DPI and eDPI are terms you’ll see a lot if you’re looking to step up your performance in games. However, it can be a little confusing about what they actually mean.
DPI literally means Dots per Inch, an eDPI means effective dots per inch. Both are ways of measuring how often your mouse tells your PC what its current position is. The dots are where the mouse has moved or positions it can be in, so dots per inch is how many dots occupy a physical inch. DPI and eDPI are actually very important for effecting the sensitivity of your mouse movement in gameplay. They are something you should keep an eye on when choosing a gaming mouse, along with polling rate they decide just how responsive and sensitive your mouse can be.
Changing around your sensitivities in-game is an important thing to do. Pro players use very specific sets of sensitivity in every game to get a more responsive experience out of it, part of this is what helps them be more accurate and faster than your average player. However, the equipment you’re using plays a big role in your sensitivities and reactions. This is where DPI and eDPI come in.
What is DPI?
DPI is dots per inch, this is how many points or dots of movement that your mouse will register when it is moved by an inch. If your mouse has a DPI of 500, it will report 500 points of movement when you travel by an inch, if it is 1000 you will get double the amount of points measurable within an inch.
Having more points of movement measured in an inch of actual mouse movement makes your in-game movements more responsive. That is a bit of a mouthful, but it essentially means that your mouse movements are going to be more accurately measured with a higher DPI. This makes your movement in-game a lot more sensitive than with a mouse that has a lower DPI.
Do You Need a High DPI?
Gaming Mice like to brag about their high DPI counts… like the Logitech G502, which sports a 12,000 DPI sensor. But do you actually need one that is really high?
DPI isn’t actually as essential as it might seem. While having the option to make your mouse ultra-sensitive is nice, this can be detrimental to your accuracy. Sensitivity has to be balanced with accuracy, and a higher sensitivity can make mistakes very costly. Equally, a low sensitivity makes it really hard for you to translate your movements into in-game actions, which causes you a lot of problems.
A good DPI to use is between 500 and 1500. Most pro players stick to this area as it gives the best trade-off between sensitivity and accuracy of movement. Mice that promise higher DPI are essentially just showboating, it is difficult to get accustomed to aiming in a video game with such a high sensitivity.
What is eDPI?
eDPI is effective dots per inch, this is your DPI but actually translated into your game. This is done by multiplying your mouse’s actual DPI by your in-game settings. This gives your actual sensitivity since it accounts for both the way your game treats the DPI and the way your game interprets it.

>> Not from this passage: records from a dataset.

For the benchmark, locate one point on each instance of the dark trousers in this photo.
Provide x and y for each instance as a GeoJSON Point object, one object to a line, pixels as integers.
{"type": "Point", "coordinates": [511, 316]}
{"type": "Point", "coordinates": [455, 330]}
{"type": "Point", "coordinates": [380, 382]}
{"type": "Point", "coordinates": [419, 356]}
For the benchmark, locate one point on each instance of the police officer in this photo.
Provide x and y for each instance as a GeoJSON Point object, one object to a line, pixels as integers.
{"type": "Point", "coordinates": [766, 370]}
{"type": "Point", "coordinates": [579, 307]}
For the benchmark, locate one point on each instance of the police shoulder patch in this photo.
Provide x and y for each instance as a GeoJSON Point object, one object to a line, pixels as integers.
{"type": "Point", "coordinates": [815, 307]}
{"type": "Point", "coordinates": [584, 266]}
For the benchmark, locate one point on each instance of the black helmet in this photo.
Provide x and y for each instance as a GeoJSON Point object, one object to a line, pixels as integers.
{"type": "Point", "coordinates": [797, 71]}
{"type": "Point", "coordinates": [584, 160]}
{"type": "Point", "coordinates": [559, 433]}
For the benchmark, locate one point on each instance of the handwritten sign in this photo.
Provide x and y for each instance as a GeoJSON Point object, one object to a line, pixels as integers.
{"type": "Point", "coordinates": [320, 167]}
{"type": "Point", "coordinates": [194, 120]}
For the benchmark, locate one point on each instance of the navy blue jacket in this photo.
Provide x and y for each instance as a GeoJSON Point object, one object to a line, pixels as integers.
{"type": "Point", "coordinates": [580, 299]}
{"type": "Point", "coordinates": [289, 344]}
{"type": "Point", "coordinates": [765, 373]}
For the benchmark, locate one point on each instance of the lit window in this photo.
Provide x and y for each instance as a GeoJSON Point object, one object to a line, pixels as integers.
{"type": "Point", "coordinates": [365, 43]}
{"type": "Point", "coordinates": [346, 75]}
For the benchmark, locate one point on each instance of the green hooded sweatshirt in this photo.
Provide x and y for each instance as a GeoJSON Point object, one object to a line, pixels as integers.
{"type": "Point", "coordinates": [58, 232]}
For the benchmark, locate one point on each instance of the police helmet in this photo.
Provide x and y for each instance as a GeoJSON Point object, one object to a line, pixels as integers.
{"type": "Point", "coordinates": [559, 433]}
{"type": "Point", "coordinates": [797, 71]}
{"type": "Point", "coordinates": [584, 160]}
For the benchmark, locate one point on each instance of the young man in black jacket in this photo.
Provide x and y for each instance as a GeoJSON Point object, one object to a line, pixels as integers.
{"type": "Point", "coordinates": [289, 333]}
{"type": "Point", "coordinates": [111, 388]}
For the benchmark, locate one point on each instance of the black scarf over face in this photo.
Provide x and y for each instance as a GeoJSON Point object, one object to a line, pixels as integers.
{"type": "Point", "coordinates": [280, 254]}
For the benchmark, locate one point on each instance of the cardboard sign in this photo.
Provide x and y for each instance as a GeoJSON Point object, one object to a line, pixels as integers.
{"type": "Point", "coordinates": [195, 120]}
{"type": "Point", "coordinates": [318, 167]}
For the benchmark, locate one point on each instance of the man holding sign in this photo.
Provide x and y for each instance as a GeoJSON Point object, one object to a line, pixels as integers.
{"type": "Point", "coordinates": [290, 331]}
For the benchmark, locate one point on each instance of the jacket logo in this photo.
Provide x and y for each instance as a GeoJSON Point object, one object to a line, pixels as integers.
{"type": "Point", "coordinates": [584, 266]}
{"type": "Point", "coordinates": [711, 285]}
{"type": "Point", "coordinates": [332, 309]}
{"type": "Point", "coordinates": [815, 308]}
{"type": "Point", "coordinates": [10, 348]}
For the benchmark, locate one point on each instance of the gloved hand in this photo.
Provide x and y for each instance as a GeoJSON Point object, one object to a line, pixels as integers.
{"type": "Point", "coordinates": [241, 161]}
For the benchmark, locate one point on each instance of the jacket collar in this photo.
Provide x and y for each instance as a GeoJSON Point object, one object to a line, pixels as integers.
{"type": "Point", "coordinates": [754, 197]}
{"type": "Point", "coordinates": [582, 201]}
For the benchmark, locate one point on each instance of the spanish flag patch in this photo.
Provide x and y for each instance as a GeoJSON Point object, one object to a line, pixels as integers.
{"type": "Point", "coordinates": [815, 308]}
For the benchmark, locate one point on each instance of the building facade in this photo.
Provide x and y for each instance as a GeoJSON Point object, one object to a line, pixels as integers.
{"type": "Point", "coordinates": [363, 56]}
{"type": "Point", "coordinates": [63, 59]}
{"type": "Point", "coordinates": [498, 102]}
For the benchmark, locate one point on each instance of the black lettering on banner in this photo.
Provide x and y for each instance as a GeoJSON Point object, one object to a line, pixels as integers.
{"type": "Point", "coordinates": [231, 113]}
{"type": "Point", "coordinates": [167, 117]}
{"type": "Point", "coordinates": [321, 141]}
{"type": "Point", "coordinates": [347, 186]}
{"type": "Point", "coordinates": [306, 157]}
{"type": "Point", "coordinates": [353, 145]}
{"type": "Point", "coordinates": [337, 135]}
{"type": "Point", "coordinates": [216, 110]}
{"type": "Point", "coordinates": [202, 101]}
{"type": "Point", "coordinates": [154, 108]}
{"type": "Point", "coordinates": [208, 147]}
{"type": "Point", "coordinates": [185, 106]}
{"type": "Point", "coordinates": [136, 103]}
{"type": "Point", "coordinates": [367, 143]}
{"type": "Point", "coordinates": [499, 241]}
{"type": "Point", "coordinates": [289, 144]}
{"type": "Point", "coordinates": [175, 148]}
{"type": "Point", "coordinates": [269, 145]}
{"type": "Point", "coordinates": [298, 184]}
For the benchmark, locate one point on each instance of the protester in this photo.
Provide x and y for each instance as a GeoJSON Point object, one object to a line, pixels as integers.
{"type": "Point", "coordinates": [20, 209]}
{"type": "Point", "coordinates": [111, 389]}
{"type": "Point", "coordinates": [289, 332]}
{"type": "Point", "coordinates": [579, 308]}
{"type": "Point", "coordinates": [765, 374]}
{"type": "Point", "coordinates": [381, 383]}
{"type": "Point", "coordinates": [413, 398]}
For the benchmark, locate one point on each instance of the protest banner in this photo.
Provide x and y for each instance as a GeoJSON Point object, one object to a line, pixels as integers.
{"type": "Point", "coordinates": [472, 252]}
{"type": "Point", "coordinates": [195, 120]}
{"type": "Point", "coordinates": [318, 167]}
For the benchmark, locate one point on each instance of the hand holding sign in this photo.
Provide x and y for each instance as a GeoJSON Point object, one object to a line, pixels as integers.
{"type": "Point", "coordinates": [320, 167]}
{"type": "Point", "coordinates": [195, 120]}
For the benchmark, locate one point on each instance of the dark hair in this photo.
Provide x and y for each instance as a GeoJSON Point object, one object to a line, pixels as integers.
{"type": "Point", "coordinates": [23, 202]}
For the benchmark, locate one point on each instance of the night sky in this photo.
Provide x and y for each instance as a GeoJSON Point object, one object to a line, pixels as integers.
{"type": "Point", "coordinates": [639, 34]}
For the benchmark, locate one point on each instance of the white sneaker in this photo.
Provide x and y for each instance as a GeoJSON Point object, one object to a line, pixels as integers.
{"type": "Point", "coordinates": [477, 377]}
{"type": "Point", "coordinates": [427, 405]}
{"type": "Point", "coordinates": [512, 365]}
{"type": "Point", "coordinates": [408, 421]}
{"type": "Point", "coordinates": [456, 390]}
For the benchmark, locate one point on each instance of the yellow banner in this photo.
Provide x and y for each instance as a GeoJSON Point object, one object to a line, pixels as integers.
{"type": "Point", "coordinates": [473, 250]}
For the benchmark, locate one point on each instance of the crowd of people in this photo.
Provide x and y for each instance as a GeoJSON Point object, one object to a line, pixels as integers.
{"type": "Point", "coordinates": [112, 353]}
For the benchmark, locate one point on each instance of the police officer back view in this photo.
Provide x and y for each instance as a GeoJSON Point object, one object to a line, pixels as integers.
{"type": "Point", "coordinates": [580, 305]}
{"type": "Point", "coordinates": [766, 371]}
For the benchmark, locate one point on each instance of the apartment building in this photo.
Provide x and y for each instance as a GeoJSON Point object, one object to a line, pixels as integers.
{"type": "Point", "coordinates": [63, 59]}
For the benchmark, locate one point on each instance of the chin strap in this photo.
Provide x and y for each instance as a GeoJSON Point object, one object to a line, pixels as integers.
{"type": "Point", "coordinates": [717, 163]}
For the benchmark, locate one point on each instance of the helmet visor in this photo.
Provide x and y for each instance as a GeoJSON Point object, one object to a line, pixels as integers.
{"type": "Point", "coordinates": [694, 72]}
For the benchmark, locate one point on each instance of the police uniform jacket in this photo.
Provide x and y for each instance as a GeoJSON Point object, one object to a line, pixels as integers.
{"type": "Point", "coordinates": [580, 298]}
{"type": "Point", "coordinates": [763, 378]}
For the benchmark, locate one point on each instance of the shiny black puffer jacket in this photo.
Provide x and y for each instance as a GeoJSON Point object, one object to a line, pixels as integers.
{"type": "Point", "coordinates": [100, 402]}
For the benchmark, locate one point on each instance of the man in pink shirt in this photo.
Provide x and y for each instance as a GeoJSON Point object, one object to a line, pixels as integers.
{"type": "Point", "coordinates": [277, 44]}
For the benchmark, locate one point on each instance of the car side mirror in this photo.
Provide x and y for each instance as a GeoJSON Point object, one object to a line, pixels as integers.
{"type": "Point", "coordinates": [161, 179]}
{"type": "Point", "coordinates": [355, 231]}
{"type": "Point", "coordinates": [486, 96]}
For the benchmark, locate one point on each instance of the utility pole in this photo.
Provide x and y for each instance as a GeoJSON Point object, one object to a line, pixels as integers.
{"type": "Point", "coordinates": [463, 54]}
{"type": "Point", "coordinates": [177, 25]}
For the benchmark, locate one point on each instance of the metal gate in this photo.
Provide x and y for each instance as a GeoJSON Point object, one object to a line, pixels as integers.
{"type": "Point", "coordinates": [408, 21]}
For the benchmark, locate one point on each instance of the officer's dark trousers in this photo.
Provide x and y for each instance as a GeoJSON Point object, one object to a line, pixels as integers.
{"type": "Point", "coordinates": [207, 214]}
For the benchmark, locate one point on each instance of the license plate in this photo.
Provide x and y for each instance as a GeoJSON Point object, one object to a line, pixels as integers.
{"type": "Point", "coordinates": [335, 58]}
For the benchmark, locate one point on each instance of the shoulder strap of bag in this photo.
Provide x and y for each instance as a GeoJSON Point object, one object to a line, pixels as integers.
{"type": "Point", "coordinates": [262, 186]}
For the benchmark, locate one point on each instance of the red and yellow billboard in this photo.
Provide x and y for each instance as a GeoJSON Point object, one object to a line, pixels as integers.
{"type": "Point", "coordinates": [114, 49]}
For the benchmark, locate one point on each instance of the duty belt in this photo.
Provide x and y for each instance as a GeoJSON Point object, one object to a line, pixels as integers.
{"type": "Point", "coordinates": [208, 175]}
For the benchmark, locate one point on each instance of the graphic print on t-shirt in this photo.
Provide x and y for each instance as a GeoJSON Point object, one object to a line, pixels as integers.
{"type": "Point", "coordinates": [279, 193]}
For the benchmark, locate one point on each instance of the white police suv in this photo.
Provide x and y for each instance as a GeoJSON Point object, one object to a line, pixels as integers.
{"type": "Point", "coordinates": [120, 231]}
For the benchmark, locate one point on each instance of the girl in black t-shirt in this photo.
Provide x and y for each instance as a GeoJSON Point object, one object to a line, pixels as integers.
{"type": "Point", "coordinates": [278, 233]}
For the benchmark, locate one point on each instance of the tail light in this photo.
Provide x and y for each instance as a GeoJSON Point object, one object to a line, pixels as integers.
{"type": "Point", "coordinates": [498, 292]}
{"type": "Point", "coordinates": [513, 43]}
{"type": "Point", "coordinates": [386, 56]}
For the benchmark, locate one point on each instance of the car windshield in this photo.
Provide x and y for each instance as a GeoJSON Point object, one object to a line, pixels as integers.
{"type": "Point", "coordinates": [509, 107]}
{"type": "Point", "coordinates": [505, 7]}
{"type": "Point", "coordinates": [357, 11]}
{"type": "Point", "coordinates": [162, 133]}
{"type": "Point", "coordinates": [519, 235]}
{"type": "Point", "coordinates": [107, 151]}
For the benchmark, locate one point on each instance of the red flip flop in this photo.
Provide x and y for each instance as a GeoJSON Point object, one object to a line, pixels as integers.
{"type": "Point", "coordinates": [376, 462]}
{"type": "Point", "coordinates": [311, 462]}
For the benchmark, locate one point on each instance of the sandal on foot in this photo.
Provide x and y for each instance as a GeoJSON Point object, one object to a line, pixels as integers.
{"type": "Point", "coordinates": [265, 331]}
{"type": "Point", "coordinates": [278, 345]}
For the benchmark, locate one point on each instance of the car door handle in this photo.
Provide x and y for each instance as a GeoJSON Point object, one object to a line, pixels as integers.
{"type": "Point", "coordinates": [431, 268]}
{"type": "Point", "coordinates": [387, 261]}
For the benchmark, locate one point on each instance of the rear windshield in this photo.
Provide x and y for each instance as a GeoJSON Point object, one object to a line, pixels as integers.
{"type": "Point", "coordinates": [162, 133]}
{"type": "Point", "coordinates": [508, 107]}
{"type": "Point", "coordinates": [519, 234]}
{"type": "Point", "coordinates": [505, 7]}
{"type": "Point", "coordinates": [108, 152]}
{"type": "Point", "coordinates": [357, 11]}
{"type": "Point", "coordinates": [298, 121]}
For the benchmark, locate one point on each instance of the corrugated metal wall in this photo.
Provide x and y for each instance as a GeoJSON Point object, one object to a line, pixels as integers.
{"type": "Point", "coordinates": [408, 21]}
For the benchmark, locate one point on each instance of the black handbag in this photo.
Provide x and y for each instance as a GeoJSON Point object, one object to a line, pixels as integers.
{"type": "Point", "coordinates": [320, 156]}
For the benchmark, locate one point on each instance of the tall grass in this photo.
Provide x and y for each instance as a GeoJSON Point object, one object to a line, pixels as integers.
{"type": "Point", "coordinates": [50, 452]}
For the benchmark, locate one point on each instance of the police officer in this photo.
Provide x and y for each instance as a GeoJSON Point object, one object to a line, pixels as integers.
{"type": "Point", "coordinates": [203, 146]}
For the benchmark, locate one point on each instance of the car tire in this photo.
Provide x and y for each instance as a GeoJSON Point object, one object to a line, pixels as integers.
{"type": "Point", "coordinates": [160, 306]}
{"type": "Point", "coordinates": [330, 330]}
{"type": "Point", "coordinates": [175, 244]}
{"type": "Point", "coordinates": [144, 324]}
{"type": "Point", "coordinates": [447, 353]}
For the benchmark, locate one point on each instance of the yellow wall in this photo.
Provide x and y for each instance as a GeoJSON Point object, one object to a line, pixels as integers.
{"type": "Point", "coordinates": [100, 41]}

eDPI is a factor that makes changing your settings around a bit more complicated. If you’re looking for inspiration, check out the mouse settings of the pro players of the game you play. Looking at how they combine the in-game sensitivity with that of DPI can show how they interact, and how one can compensate for the other.
Can You Change Your Mouse’s DPI?
eDPI and DPI are dependent on the hardware that you’re using. Some mice have a much greater range of DPI than others. However, most gaming mice can actually have their DPI adjusted. How you do this varies by manufacturer. However, it is typically done using a button at the bottom of your mouse. Cycling through the options will help you find the DPI which works for you. Trying it out, you might find that a higher DPI setting significantly increases your ability to hit your targets or makes your aim more responsive.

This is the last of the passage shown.